L’ébauche découverte
À l’occasion des enregistrements de notre podcast, nous discutons souvent cuisine interne avec ma complice Catherine Rolland. Comparer les façons de travailler et les habitudes d’écriture est toujours intéressant. Catherine, par exemple, produit des premiers jets de très bonne qualité, qui ne nécessitent que peu de corrections par la suite.
Et j’en suis incapable.
Pourtant, dans nos livres, nous proposons tous les deux à nos lecteurs l’éclat d’un texte peaufiné, travaillé et corrigé pour atteindre la meilleure qualité possible.
Comme beaucoup d’autres écrivains, Catherine corrige au fur et à mesure de son écriture, dès la première version. Pour ma part, je suis un partisan de ce que je nomme l’Ébauche Découverte. Quand j’écris mon premier jet, je déverse toutes mes idées sur la page sans me préoccuper de la qualité ou de corriger les fautes.
Je sépare le moment de l’écriture du moment de la correction.
Si vous corrigez et écrivez en même temps, vous étouffez votre créativité.
Avant tout, j’ai besoin de me raconter l’histoire à moi-même, de la sortir le plus vite possible en suivant ma structure (et en la faisant évoluer). Ce premier jet ne sera de toute façon lu par personne d’autre que moi. Il est criblé d’annotations, de commentaires, de points de recherche. En fait, j’ai veux conserver l’élan pour arriver au bout de mon roman.
Si je commence à corriger les fautes de frappe, d’orthographe et de grammaire, l’ordre des mots, je perds cet élan et la concentration qui allait avec ; je sors du flow. Et c’est encore pire si je dois faire une recherche au moment du premier jet. En me demandant si les huissiers de l’Élysée portent une cravate ou un nœud papillon, je me retrouve en trois clics à traîner sur un blog anglais ou plus chronophage, sur YouTube. Trois heures plus tard, je n’ai rien avancé (et il n’est pas garanti qui j’ai la réponse à ma question).
Je sais qu’il y a matière à discussion : pour certains auteurs, il est inconcevable de laisser passer ne serait-ce qu’une faute de frappe — elle est là, je la vois, deux ou trois mots en arrière, alors pourquoi ne pas la corriger tout de suite ? Ils prennent le temps de cette correction, et ce qui est certain, c’est qu’ils produisent un premier jet bien plus « propre » que les miens.
Mais cela ne correspond pas à ma façon de travailler, en fait, j’en suis incapable. Il est possible que j’aie un sérieux déficit de l’attention, mais je crois que cela peut arriver à tous, bien plus facilement qu’on ne le pense. C’est pourquoi je ne m’attache plus à la forme lors de ce premier jet, qui devient pour moi l’ébauche découverte.

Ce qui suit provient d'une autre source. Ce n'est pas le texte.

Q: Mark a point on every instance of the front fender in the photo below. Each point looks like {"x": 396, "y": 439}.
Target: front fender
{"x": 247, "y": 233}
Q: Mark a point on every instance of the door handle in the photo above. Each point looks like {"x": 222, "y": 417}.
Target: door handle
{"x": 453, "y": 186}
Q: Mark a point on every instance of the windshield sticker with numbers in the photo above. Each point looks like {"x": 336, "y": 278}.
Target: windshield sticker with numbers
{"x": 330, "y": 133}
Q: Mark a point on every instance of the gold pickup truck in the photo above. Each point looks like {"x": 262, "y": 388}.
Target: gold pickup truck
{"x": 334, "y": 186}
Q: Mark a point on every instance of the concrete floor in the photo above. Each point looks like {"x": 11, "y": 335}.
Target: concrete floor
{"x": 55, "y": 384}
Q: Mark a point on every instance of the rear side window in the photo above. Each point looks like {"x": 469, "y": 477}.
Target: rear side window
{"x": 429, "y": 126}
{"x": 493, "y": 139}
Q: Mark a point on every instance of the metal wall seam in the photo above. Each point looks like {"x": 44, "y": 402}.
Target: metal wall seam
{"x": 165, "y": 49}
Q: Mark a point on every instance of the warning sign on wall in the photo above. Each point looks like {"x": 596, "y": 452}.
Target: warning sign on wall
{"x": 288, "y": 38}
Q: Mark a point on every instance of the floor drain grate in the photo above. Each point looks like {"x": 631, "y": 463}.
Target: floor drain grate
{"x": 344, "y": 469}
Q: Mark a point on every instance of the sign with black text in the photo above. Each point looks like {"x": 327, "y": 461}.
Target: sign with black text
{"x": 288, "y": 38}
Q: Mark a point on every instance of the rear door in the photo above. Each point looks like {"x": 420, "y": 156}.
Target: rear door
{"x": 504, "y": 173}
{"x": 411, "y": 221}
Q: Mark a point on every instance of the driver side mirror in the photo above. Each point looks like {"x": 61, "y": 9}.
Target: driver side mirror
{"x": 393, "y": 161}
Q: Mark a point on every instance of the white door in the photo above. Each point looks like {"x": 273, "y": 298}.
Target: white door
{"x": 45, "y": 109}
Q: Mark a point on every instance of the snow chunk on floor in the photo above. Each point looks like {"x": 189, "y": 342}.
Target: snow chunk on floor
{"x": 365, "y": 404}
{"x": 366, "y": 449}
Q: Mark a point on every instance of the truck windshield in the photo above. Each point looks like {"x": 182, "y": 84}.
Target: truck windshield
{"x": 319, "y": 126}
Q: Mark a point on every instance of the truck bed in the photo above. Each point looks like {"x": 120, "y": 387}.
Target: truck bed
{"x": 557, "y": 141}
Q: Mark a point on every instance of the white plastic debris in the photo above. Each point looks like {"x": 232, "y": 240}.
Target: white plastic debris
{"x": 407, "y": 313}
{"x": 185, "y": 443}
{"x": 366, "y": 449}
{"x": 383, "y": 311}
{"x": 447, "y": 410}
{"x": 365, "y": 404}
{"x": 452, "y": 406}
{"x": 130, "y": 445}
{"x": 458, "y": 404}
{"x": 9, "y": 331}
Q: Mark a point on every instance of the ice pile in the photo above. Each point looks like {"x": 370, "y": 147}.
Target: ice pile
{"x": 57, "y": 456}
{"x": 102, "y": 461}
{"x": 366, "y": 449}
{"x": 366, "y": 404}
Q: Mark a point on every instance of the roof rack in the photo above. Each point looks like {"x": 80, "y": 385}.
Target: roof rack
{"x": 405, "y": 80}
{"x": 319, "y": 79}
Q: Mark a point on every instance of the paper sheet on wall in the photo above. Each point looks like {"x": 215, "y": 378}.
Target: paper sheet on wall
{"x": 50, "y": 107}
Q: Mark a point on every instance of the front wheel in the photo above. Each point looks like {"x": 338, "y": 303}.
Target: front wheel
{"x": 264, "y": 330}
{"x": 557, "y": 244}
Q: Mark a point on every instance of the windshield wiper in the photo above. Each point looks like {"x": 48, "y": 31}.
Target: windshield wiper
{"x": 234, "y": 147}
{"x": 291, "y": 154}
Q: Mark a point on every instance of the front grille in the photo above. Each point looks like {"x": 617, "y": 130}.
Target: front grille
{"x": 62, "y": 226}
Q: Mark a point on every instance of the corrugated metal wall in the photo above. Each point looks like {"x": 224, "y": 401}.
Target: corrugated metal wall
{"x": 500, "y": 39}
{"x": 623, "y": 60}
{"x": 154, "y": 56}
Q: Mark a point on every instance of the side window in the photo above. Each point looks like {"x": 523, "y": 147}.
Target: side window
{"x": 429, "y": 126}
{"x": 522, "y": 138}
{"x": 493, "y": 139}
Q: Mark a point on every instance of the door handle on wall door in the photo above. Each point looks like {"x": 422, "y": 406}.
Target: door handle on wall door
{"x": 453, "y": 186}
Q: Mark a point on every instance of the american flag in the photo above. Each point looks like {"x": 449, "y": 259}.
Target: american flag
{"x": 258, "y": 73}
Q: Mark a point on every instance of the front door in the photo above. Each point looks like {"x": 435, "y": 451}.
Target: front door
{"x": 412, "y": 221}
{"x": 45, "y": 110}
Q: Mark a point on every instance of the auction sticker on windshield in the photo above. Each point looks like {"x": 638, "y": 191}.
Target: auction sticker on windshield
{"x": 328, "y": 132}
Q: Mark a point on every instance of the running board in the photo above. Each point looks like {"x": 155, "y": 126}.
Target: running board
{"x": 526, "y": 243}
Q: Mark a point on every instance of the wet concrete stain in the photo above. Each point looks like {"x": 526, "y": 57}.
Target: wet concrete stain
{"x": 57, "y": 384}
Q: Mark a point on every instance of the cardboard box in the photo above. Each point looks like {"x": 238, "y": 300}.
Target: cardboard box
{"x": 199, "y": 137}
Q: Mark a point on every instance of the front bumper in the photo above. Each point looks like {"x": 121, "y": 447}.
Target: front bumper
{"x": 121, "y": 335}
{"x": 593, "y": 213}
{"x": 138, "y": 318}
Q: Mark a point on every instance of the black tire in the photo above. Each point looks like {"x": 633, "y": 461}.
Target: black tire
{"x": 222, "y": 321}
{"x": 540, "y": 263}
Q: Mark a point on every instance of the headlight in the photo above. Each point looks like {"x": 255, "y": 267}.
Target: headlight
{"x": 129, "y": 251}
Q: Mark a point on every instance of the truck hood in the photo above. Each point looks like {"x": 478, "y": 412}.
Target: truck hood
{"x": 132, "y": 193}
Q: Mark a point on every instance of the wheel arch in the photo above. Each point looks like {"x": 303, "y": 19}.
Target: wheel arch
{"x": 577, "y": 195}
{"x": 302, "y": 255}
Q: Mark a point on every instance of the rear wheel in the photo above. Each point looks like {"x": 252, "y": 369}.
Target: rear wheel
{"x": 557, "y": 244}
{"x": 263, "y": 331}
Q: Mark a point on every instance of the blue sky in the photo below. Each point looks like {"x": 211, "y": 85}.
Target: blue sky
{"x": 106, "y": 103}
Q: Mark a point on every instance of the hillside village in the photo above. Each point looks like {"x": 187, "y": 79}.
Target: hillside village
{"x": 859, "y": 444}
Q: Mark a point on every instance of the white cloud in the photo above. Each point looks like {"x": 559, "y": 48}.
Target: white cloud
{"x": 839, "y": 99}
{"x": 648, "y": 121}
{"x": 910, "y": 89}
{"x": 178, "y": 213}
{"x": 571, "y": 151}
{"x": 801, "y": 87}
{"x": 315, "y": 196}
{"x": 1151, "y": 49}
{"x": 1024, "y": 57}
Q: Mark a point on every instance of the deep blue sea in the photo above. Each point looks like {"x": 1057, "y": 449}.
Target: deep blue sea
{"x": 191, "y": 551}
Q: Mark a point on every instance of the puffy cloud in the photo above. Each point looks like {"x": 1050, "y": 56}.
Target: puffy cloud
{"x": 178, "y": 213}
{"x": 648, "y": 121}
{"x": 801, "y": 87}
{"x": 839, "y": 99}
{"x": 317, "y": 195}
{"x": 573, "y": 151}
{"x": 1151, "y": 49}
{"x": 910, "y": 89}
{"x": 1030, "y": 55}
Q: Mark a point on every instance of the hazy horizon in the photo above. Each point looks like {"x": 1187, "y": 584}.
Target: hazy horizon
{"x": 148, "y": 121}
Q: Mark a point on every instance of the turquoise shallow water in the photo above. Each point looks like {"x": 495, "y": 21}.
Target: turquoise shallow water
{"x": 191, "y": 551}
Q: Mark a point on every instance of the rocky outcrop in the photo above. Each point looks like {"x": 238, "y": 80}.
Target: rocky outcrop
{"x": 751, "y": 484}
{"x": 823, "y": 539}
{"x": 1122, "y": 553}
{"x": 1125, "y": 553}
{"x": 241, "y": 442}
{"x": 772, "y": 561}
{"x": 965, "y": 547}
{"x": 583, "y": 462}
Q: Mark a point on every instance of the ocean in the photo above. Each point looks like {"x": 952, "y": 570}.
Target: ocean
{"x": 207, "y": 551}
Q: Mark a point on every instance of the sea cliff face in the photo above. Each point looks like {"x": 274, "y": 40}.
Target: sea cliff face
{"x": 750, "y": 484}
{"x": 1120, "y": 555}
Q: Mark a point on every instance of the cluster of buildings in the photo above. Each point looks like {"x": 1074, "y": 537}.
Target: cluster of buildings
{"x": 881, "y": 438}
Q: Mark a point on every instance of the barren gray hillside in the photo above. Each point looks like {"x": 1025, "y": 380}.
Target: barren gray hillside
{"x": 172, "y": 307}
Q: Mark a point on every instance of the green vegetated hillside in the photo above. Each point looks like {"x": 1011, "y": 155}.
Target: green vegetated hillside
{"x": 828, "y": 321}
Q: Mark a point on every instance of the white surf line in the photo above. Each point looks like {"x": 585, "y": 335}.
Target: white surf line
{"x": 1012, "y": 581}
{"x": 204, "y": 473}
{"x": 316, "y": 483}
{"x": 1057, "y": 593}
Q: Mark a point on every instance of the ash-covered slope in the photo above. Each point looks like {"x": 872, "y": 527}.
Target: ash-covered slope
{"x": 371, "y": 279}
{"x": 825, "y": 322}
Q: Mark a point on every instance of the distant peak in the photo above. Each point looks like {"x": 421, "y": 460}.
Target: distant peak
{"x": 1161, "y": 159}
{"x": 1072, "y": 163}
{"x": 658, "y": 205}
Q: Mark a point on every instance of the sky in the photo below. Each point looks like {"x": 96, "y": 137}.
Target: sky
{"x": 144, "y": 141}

Rien ne doit interrompre cette lancée et j’ai une tactique pratique, si je tombe sur une question au cours de l’écriture. Comment s’appelait ce personnage secondaire, déjà ? Comment s’écrit « myriade » ? Il faut que je détaille plus la description, ici. Quand cela arrive (souvent), j’utilise une combinaison de lettres rarissimes dans la langue usuelle : TK ; il me suffit ensuite de faire une recherche dans mon texte pour trouver les endroits à corriger ou à compléter après quelques tours sur les internets.
Corriger fait appel à la partie analytique du cerveau. Écrire utilise la partie créative.
Faire les deux en même temps, c’est comme conduire un bolide avec les pieds à la fois sur l’accélérateur et la pédale de frein.
Je fais donc tout pour ne pas interrompre mon écriture (on reviendra sur les bases, comme le portable dans une autre pièce, couper l’accès wifi ou même passer à une machine à écrire dédiée… dans un prochain article).
Pour citer un maître :
Write first, edit later. — Stephen King
Peut-être que ce n’est pas pour tout le monde. Pour ma façon de travailler, l’ébauche découverte est ce qui me correspond le mieux.